Face-to-face conversations. Crowded lunch rooms. Long lines outside the Counselor’s Office. Interesting would be a more than adequate word to describe our beginning of the school year. And then there was the block schedule. I will admit that it took me a while before I could figure out when and  on what days I had which classes without looking at my schedule. I soon found out that my peers had similar thoughts.

Gesell Gonzalez ‘23 says that “When I first found out about the block schedule, I for sure thought I would hate it. It was so confusing that no one understood how to go about it, and the fact that I would have to learn three separate schedules and routes to my classes was already giving me a headache.” Dhruv Suchde ‘23 agrees, especially noting that the schedule looked very complicated at the beginning. Personally, the way that each class was structured (for instance, how we would have some classes each other day) reminded me a lot of remote learning, and made me uncertain  at first how a virtual learning schedule would look like in person. A little more than a month into school, I have answers.

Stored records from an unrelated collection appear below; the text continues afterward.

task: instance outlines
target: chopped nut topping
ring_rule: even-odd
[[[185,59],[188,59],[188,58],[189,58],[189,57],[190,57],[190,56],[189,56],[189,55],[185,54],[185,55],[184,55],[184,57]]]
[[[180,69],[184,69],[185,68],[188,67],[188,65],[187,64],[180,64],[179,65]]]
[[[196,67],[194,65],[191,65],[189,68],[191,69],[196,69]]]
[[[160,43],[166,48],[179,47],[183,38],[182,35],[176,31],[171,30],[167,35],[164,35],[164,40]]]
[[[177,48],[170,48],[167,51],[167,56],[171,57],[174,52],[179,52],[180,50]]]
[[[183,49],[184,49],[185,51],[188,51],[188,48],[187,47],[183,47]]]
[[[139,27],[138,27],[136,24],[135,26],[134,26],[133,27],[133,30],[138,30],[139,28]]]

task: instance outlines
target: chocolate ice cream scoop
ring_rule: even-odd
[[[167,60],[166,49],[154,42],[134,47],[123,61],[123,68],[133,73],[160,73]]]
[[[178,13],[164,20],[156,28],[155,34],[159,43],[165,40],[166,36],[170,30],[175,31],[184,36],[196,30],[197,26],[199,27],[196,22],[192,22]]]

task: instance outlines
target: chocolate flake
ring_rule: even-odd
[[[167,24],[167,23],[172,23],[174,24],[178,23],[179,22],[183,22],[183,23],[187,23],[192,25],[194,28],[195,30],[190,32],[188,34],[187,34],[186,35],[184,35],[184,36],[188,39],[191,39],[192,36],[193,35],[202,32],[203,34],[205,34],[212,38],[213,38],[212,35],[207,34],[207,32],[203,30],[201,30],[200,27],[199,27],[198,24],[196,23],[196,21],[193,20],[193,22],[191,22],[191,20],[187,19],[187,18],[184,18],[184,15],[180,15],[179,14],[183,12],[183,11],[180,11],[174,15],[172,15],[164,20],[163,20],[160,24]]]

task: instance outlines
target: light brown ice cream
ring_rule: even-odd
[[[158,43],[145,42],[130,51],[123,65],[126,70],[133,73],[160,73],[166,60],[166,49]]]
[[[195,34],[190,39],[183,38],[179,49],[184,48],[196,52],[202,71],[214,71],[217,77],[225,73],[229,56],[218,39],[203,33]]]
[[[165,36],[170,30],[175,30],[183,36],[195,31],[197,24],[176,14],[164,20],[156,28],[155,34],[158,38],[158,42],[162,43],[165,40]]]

Both Gesell and Dhruv agree they have different feelings for the block schedule now. Dhruv thinks “it turned out to be a lot simpler, even if it still is annoying sometimes.” To further explain, let’s take a look at the lunch periods now versus the old schedule from two years ago. The current schedule has four lunch periods, with 45 minutes for each, while the old schedule had six lunch periods, with sometimes 50 minutes for each. This means that all the lunch periods on the current schedule have been moved to an earlier time than it was before. For example, 3rd period lunch on the old schedule started close to and after 10 AM, but starts at 9:40 AM now. Yet I’m glad that for many people, the schedule turned out to be a lot simpler than it looked!
Gesell adds that “One thing I like about my block schedule is the way my classes are divided. To me it feels balanced since I don’t have my Math and English class on the same days.” It indeed looks like those classes are divided well! 90 minute classes are also not something that was in the old schedule. It gives students more time to complete class activities, and teachers are able to cover
more content.

All in all, like everything else, this block schedule will have its pros and cons. As time continues doing its job, we’ll have more factors to consider—and who knows, perhaps they will also change our current impression of the block schedule. I wish you good luck with all of your classes!